Internals

Architecture

Datamart is a cloud-native application divided in multiple components (containers) which can be scaled independently.

_images/architecture.png

Overall architecture of Datamart

At the core of Datamart is an Elasticsearch cluster which stores sketches of the datasets, obtained by downloading and profiling them.

The system is design to be extensible. Plugins called “Discoverers” can be added to support additional data sources.

The different components communicate via the AMQP message-queueing protocol through a RabbitMQ server, allowing the discoverers to queue datasets to be downloaded and profiled when profilers are available, while updating waiting clients about relevant new discoveries.

_images/amqp.png

AMQP queues and exchanges used by Datamart

Discoverers

A discoverer is responsible for finding data. It runs as its own container, and can either:

  • announce all datasets to AMQP when they appear in the source, to be profiled in advance of user queries, or

  • react to user queries, use it to perform a search in the source, and announce the datasets found, on-demand.

Either way, a base Python class is provided as part of datamart_core that can easily be extended instead of re-implementing the AMQP setup.

class datamart_core.discovery.Discoverer(identifier, concurrent=4)

Base class for discoverer plugins.

main_loop()

Optional entrypoint of the discoverer.

Not necessary if the discoverer is only reacting to queries.

handle_query(query, publisher)

Optional hook to react to user queries and find datasets on-demand.

Not necessary if the discoverer is only discovering datasets ahead-of-time.

publisher(materialize, metadata, dataset_id=None)

Callable object used to publish datasets found for that query. They will be profiled if necessary and recorded in the index, as well as considered for the results of the user’s query.

Parameters
  • materialize (dict) – Materialization information for that dataset

  • metadata (dict) – Metadata for that dataset, that might be augmented with profiled information

  • dataset_id (str) – Dataset id. If unspecified, a UUID4 will be generated for it.

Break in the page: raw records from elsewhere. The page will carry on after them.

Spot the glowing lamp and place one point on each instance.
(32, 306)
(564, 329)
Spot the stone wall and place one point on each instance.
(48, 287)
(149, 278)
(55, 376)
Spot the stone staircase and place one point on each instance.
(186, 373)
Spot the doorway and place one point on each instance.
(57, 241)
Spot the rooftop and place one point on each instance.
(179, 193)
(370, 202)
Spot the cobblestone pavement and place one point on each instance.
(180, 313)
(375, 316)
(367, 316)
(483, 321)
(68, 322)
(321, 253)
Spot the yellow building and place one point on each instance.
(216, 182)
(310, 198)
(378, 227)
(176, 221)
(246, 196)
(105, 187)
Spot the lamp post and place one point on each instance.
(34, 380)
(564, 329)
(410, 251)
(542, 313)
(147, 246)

record_dataset(materialize, metadata, dataset_id=None)

Publish a found dataset.

The dataset will be profiled if necessary and recorded in the index.

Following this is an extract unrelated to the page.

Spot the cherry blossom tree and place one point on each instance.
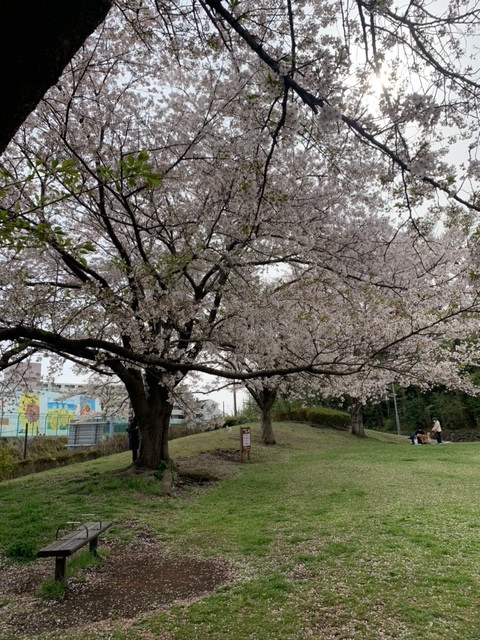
(153, 189)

write_to_shared_storage(dataset_id)

Write a file to persistent storage.

This is useful if there is no way to materialize this dataset again in the future, and you need to store it to refer to it. Materialization won’t occur for datasets that are in shared storage already.

delete_dataset(*, full_id=None, dataset_id=None)

Delete a dataset that is no longer present in the source.

class datamart_core.discovery.AsyncDiscoverer(identifier, concurrent=4)

Async variant of Discoverer, eg main_loop() and handle_query().